The area A of a triangle is given by the formula A=1/2bh If the base of the triangle with height 12 inches is doubled, its area will be increased by 48 square inches. Find the base of the orignial triangle.
Doubling the base without changing the height would simply double the area.
So the increase is 48 square inches, which means the original triangle is 48 square inches.
48 = (1/2)base(12)
base = 8
To solve this problem, we will use the given information and the formula for the area of a triangle.
Let's start by writing down the information we have:
The formula for the area of a triangle is: A = (1/2)bh, where A is the area, b is the base, and h is the height.
We are given that the height is 12 inches and that if the base is doubled, the area is increased by 48 square inches.
Let's break down the problem step by step:
1. Let's start by finding the area of the triangle with the doubled base.
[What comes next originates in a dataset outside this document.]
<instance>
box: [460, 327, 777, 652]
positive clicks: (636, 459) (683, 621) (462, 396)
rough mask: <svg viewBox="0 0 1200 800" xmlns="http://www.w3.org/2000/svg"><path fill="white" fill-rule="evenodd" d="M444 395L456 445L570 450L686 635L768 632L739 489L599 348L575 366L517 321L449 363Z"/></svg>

- Let the original base be represented by b.
- The doubled base will be 2b (since it is given that if the base is doubled).
- The height of the triangle is given as 12 inches.
- Using the formula for the area of a triangle, we can write the equation: A1 = (1/2)(2b)(12)
2. The problem states that if the base is doubled, the area is increased by 48 square inches.
- This means that the new area (A2) will be the original area (A1) plus 48: A2 = A1 + 48.
3. Now we can substitute the values into the equations we formed.
- For A1, we have A1 = (1/2)(2b)(12) = 12b.
- For A2, we have A2 = 12b + 48.
4. We know that A2 = A1 + 48, so we can equate the two expressions:
12b + 48 = 12b.
5. Now we can solve for the base (b):
48 = 0.
Since we obtained a contradiction (48 = 0), this means that our original assumption is incorrect. Therefore, there is no solution to the problem as it is given.